Or so I thought...
The conversation made me long for a large white flag and a pole from which to wave it.
(With a little poetic license)
Me: (brightly and slightly conspiratorially) "Have you been following the political news lately?"
Student: (eagerly) "Yes, I'm sooo excited about it all"
Me: (Feeling happy about evidence of political activism in the youth) "Cool, what parts?"
Student: "Well, I think it's awesome that we have a woman running for VP. She's going to be awesome."
Me: (back peddling in my mind) "Hmmm? Interesting....so, do you find her views on the issues convincing? What things do you like about her?"
Student: "It's just really important to have women- they would change stuff, and make things better.."
Me: "Hmm....So what kind of stuff do you think she will change?"
Student: "She's going to make things.... better and she'll be great for women's rights"
Me: ('polite' voice) "Umm....Ok... Well, you do know that she's very pro-Iraq war, pro-gun, anti global warming as a concept, pro-life, anti-gay rights etc. right?"
Student: "Yeah, that's true but she's a woman and I think that's cool. We really need that right now."
Me: (smiling tightly): "Interesting....well, it's going to be.....interesting"
And then I slunk away....
It's working! Oh god, it's working!
Now I'd like to think I'm sufficiently open minded not to judge people for their political views.

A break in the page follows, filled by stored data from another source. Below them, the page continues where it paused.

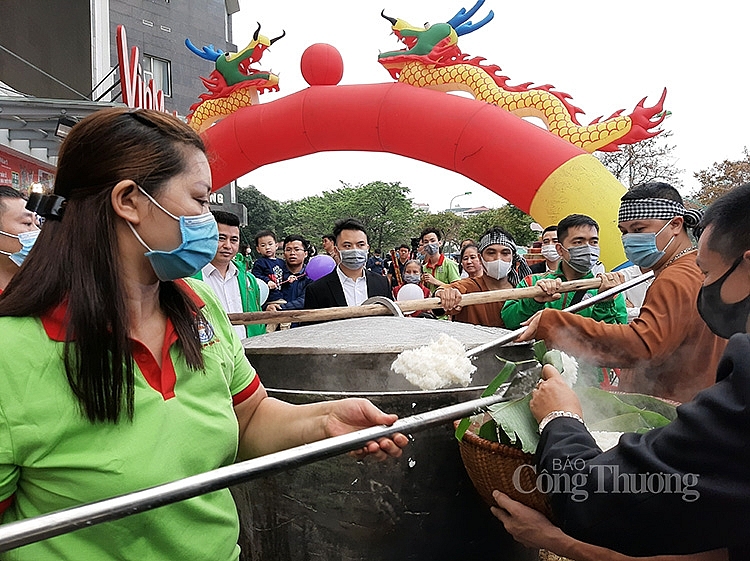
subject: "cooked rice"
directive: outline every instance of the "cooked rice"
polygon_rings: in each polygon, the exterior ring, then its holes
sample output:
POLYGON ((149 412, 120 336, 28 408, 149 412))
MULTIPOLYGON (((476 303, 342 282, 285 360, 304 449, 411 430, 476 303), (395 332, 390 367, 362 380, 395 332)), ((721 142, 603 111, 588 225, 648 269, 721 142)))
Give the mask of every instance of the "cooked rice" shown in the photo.
POLYGON ((563 371, 560 372, 560 375, 563 377, 563 380, 565 380, 568 387, 572 388, 575 385, 576 380, 578 380, 578 361, 562 351, 560 351, 560 356, 563 363, 563 371))
POLYGON ((476 369, 463 344, 445 333, 429 345, 402 352, 391 364, 391 370, 422 390, 454 385, 465 388, 476 369))
POLYGON ((617 446, 620 441, 620 437, 625 434, 623 432, 611 432, 604 430, 592 430, 591 436, 596 440, 596 445, 602 449, 602 452, 606 452, 610 448, 617 446))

Some of my brightest students have been conservative in intelligent and thought provoking ways. But this is just not very smart, is it?
It bothers me that I did not try to gently disabuse her of those notions- but its hard to do without sounding condescending, patronizing and rude. No wonder the dems are bafflingly polite in the face of blatant lies.
Another day, another reminder of the 'jackass problem' in democracies, as a professor once eloquently put it.